LA told me that when he was head of the National Institute (later American Academy) of Arts and Letters he insisted that Tom Wolfe be recognized and be elected a member beside people like John Updike, etc., and that despite previous opposition to Wolfe he was indeed elected a member thanks to LA. And finally, when I mentioned my liking for Dorothy Parker's (August 22, 1893 - June 7, 1967) poetry, he said he had met her only once. It was at some kind of public discussion and she spoke so softly and unintelligibly he failed to understand a single word.

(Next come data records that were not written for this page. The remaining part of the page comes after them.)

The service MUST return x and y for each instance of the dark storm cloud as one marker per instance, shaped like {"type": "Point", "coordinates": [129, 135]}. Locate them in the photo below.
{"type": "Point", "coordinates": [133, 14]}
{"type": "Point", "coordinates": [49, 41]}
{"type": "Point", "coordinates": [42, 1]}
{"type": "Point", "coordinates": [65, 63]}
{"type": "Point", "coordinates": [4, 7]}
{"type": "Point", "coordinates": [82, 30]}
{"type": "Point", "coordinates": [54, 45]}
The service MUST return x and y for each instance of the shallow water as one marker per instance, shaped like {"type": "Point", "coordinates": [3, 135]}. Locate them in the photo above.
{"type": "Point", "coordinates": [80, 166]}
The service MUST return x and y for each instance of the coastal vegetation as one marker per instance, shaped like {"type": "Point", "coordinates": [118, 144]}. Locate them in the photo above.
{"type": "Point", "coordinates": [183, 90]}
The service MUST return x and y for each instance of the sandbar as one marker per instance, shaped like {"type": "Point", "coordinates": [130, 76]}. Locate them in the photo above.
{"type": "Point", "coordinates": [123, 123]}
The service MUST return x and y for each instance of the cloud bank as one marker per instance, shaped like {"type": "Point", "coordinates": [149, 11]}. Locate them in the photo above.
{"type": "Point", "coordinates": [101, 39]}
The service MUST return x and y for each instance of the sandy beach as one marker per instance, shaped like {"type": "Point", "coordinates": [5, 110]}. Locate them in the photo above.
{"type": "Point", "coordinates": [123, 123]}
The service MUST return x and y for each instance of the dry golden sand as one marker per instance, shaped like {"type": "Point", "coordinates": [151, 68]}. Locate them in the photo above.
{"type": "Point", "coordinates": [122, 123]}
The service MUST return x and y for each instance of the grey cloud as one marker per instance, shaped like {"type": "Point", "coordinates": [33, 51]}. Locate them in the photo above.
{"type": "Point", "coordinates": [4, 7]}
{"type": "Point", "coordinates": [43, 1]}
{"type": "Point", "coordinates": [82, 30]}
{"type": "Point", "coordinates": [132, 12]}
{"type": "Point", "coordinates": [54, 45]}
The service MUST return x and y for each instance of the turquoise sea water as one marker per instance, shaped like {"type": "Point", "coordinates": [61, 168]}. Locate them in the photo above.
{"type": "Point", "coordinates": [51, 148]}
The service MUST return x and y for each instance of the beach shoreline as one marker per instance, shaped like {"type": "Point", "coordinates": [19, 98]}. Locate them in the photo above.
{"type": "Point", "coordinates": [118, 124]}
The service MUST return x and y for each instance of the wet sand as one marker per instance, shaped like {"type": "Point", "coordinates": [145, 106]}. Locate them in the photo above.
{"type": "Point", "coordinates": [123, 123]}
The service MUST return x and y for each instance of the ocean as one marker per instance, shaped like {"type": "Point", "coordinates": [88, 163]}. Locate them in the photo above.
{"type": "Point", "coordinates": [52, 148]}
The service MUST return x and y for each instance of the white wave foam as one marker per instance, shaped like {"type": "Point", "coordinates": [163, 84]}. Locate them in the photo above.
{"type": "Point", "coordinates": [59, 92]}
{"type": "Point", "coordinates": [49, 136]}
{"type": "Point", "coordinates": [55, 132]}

Some time later, at home in Texas, I opened a letter from LA. Imagine my gratification when I discovered that LA had sent me a sheaf of foolscap with his notes on it for his next novel. He said that this sort of material was rare since he usually destroyed his notes but seeing my interest he allowed me to possess a bit of Auchinclossiana. After a few years had gone by I wrote him again and asked him which of his recently published books the notes had been part of. He returned my letter to me with an annotated request. His last note to me said, "Send me a copy so I can tell you what it is." When I complete the Auchincloss collection down to the present I'll let my readers know which it was if I can ever decipher LA's hand-writing.